Allié le plus fidèle d’Israël, même si Joe Biden a jugé jeudi «excessive» sa riposte à l’attaque du 7 octobre, les Etats-Unis ont indiqué qu’ils ne «soutiendraient pas» une opération d’envergure à Rafah. «Mener une telle opération maintenant sans planification et sans réflexion dans une zone abritant un million de personnes serait un désastre», avait mis en garde il y a quelques jours le département d’Etat américain. Un message directement martelé dimanche par le président américain au Premier ministre israélien, Benyamin Nétanyahou. Lors d’un appel téléphonique, Joe Biden «a réaffirmé son opinion selon laquelle une opération militaire à Rafah ne devrait pas avoir lieu sans plan crédible et réalisable afin de garantir la sécurité (...) des plus d’un million de personnes s’y réfugiant», a indiqué la Maison Blanche dans un communiqué.

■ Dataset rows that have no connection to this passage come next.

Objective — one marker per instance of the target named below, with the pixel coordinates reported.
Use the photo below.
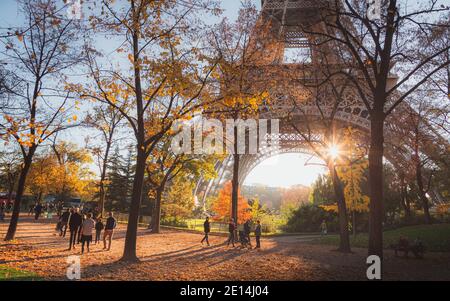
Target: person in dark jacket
(231, 230)
(37, 211)
(206, 229)
(98, 229)
(64, 220)
(109, 230)
(75, 222)
(258, 234)
(247, 230)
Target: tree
(222, 206)
(106, 120)
(166, 80)
(38, 55)
(119, 180)
(9, 171)
(164, 166)
(63, 172)
(179, 200)
(239, 91)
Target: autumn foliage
(222, 205)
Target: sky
(279, 171)
(286, 170)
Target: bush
(308, 217)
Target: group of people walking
(244, 235)
(81, 228)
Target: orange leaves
(131, 58)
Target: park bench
(403, 245)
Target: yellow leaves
(329, 208)
(19, 36)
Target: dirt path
(175, 255)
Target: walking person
(98, 229)
(109, 230)
(75, 222)
(37, 211)
(30, 212)
(206, 229)
(247, 230)
(258, 234)
(86, 232)
(64, 220)
(323, 228)
(231, 230)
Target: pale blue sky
(286, 170)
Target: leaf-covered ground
(176, 255)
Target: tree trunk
(422, 194)
(20, 190)
(376, 184)
(156, 220)
(344, 242)
(235, 188)
(129, 253)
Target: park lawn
(435, 237)
(11, 274)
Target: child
(98, 229)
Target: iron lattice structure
(286, 18)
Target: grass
(435, 237)
(11, 274)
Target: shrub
(308, 217)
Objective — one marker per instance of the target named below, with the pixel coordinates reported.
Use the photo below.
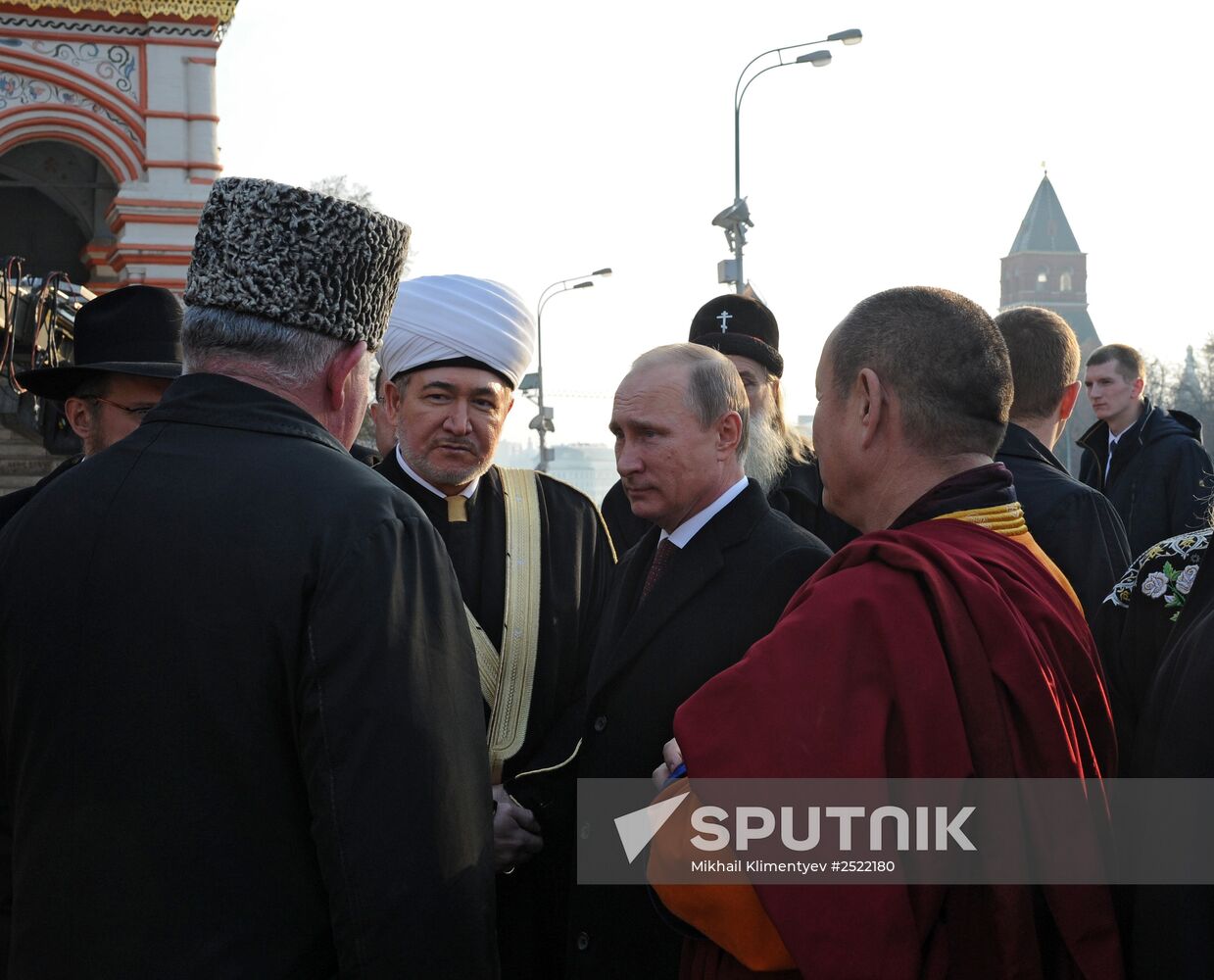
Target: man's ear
(80, 416)
(338, 374)
(391, 401)
(729, 433)
(1070, 396)
(872, 405)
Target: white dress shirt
(689, 528)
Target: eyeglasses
(138, 411)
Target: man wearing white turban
(455, 351)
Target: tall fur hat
(298, 258)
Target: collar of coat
(221, 402)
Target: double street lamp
(736, 219)
(534, 381)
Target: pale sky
(529, 142)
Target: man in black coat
(777, 458)
(126, 348)
(704, 584)
(247, 741)
(1148, 462)
(1075, 524)
(456, 349)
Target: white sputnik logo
(638, 828)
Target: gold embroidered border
(1001, 518)
(519, 631)
(187, 10)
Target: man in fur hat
(249, 740)
(528, 550)
(126, 351)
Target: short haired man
(945, 593)
(528, 550)
(704, 583)
(777, 458)
(1073, 523)
(247, 741)
(126, 351)
(1148, 462)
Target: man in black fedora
(127, 350)
(247, 739)
(780, 460)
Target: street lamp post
(736, 219)
(543, 420)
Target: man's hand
(516, 834)
(673, 758)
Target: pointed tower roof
(1044, 227)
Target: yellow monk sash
(1009, 521)
(508, 680)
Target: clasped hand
(516, 833)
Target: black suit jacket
(1075, 524)
(719, 595)
(248, 741)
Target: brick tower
(1045, 268)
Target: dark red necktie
(660, 562)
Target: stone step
(22, 450)
(38, 466)
(9, 483)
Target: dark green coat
(240, 711)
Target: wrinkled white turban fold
(450, 318)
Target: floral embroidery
(1185, 580)
(1167, 583)
(1156, 584)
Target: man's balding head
(944, 357)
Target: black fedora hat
(132, 330)
(742, 325)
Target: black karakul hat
(742, 325)
(298, 258)
(132, 330)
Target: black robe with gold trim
(577, 562)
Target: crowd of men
(294, 715)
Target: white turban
(448, 318)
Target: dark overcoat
(717, 595)
(242, 734)
(798, 494)
(1159, 480)
(577, 562)
(1076, 526)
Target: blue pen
(676, 773)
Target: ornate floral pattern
(219, 10)
(115, 65)
(1157, 575)
(19, 90)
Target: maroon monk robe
(857, 680)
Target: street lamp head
(817, 59)
(852, 35)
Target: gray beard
(766, 457)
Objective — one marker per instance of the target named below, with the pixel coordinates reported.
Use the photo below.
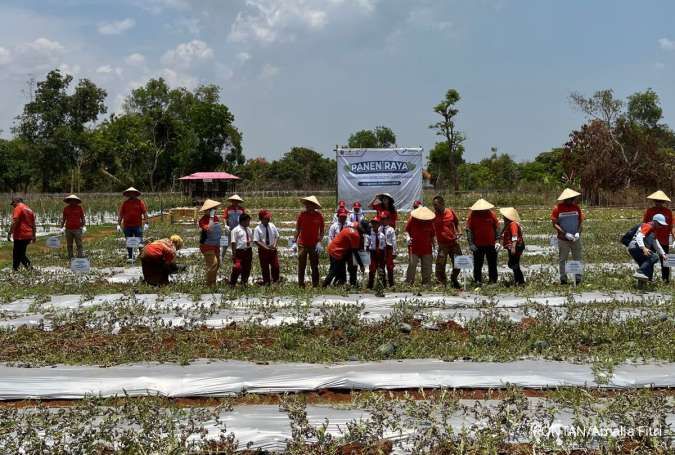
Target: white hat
(482, 204)
(568, 194)
(510, 213)
(659, 196)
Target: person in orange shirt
(309, 230)
(22, 230)
(446, 229)
(512, 240)
(133, 217)
(158, 260)
(73, 225)
(482, 227)
(665, 235)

Les Emirats arabes unis ont exprimé leur «profonde inquiétude», et le Qatar a «fermement condamné» les menaces d’Israël sur Rafah. L’Organisation de la coopération islamique, dont le siège est à Djeddah en Arabie Saoudite, a dénoncé les «tentatives d’expulsion forcée du peuple palestinien de ses terres». Le président iranien, Ebrahim Raïssi, a appelé à exclure Israël de l’ONU, estimant que l’offensive à Gaza était «un crime contre l’humanité». A Rabat, des milliers de Marocains ont défilé dimanche en soutien au peuple palestinien.
«Un passage sécurisé»
Répondant à ces craintes, Nétanyahou a assuré dans son entretien avec ABC News qu’Israël garantira «un passage sécurisé à la population civile pour qu’elle puisse quitter» la ville, en restant flou sur les lieux où les civils pourraient se réfugier. Il a brièvement évoqué des zones au nord de Rafah qui ont été dégagées et pourraient être utilisées.
Même si les contacts, avec la médiation de l’Egypte et du Qatar, ne sont pas rompus, les projets israéliens éloignent la possibilité d’une trêve qui semblait à portée de main il y a encore quelques jours. Un cessez-le-feu permettrait un nouvel échange d’otages contre des prisonniers palestiniens détenus par Israël, comme celui réalisé en novembre quand 105 otages et 240 détenus avaient été libérés. Environ 250 personnes ont été enlevées en Israël le 7 octobre et emmenées à Gaza. Israël estimait après la première vague de libérations que 132 otages restaient retenus. Depuis, 29 seraient morts.
La branche armée du Hamas, les brigades Ezzedine al-Qassam, a affirmé dimanche que deux otages étaient morts et huit autres gravement blessés dans des bombardements des derniers jours. Ceux-ci se poursuivaient dimanche autour de Khan Younès, dans le nord de la bande de Gaza, où l’armée israélienne traque les combattants du Hamas depuis plusieurs semaines.